Evaluation results informed further refinements, particularly in template design, prompt engineering, and output formatting. The trade-offs between latency, token usage, and narrative quality were also studied to optimize system performance for different use cases.

Technical Architecture

The system architecture behind the Procedural Quest Generator is built around a modular and extensible framework that bridges the capabilities of Python-based language models with the Unity game engine. The architecture consists of two core components: the Campbell-Quest Python Backend and the Unity Frontend Tooling, connected via a tightly integrated pipeline that supports both development and runtime workflows.

🧠 Campbell-Quest Python Backend

At the heart of the backend is the Campbell-Quest Python package. It leverages:

  • LangChain for modular prompting and agent orchestration.
  • Ollama for local model deployment, enabling efficient and offline-compatible operations.
  • LangSmith and GPT-4 Turbo for structured evaluation and iterative testing.

The backend is responsible for generating all narrative content, including:

  • Quest narratives, objectives, and rewards.
  • Dialogue trees associated with specific NPCs.
  • NPC profiles with roles and behaviors.
  • Quest-related items (e.g., equipment, pickups).

Each component is built as a dedicated module (questAgents, dialogueAgents, enemyAgents, itemAgents) with reusable prompt templates and schema validators. Output is structured in standardized JSON formats to ensure smooth handoff to Unity.

🧰 Unity Integration Layer

On the Unity side, the system is implemented as an Editor extension using custom C# tools.
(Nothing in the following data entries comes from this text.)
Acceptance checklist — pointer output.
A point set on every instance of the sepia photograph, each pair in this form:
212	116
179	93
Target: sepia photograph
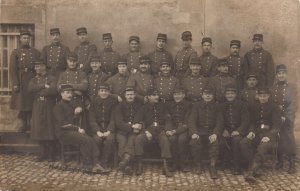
166	95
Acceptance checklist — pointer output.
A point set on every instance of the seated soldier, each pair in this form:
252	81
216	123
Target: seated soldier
179	110
236	123
221	80
125	129
156	120
205	123
249	93
102	127
66	114
263	133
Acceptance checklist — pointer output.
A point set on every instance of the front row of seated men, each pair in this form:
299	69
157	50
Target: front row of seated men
248	130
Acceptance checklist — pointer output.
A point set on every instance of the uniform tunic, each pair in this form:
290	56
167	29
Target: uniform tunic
237	69
142	82
21	72
219	83
133	61
109	59
55	56
156	57
95	78
208	63
156	120
284	95
193	86
260	62
118	83
42	126
84	52
182	60
205	119
165	86
124	117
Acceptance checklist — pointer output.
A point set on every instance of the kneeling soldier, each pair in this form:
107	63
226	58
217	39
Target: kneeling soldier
102	127
236	122
205	123
156	119
179	110
65	115
126	130
263	133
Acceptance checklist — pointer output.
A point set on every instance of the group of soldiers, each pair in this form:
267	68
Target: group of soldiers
238	109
It integrates with the backend through Unity's Python Scripting interface, executing Python scripts and retrieving generated data for asset creation.

Key components include:

  • Editor Windows: Custom interfaces for generating quests, dialogues, NPCs, and items.
  • Processors: Middleware classes that pass editor data to the backend and parse results.
  • Generators: Classes that convert JSON into usable game assets such as ScriptableObjects and prefabs.

Each content type is handled independently to promote scalability. For example:

  • QuestGenerator creates serialized quests with objectives and rewards.
  • DialogueGenerator creates conversation assets linked to NPCs and quest progression.
  • NpcGenerator builds prefabs with combat, quest, and dialogue components.
  • ItemGenerator produces inventory items and pickup objects tied to quest events.

The pipeline is decoupled to support asynchronous workflows, modular testing, and parallel development.

🔄 Data Flow Overview

  1. Input Configuration: Developers use the Unity Editor to define prompts, objectives, characters, settings, and other context data.
  2. Python Execution: The corresponding Processor class formats this input and runs the appropriate Python script from Campbell-Quest.
  3. LLM Output Parsing: The output is returned as structured JSON, parsed by the Generator class.
  4. Asset Creation: Based on the JSON, Unity assets (e.g., ScriptableObjects, prefabs) are automatically created and stored.
Final Quest Editor Window
Final Quest Editor Window
Example Generated Quest
Example Generated Quest
Final Dialogue Editor and Example
Final Dialogue Editor and Example

🧩 Extensibility

The architecture is designed to be highly extensible:

  • New language models can be added by modifying the ChatOllama integration.
  • New content types (e.g., factions, lore books) can be added by extending the backend modules and corresponding Unity UI components.
  • Developers can define new prompt templates, reward schemas, or dialogue formats without affecting core logic.

Evaluation Pipeline

A key component of this project was assessing the effectiveness of different language models in generating high-quality quests. While the procedural quest generation system itself does not include an in-editor evaluation pipeline, an external evaluation framework was developed to benchmark the output of different LLMs using a fixed dataset of prompts.

🤖 Language Models & Local Deployment

The system supports multiple locally deployable large language models (LLMs), including:

  • Llama3.1 – Offers the best balance between performance and speed.
  • Gemma2 – Delivers high coherence and engagement.
  • Mistral-Nemo – Excels in creativity and narrative complexity.

All models were deployed locally via Ollama, allowing for efficient, offline generation within the development environment. Prompts were constructed using LangChain, enabling structured and context-rich inputs for generating quests, dialogue, NPCs, and items.

📏 Evaluation Methodology

To assess the narrative quality of model outputs, an external evaluation pipeline was created using LangSmith and GPT-4 Turbo as the evaluator. This pipeline was used only during the testing phase and is not embedded into the Unity tool.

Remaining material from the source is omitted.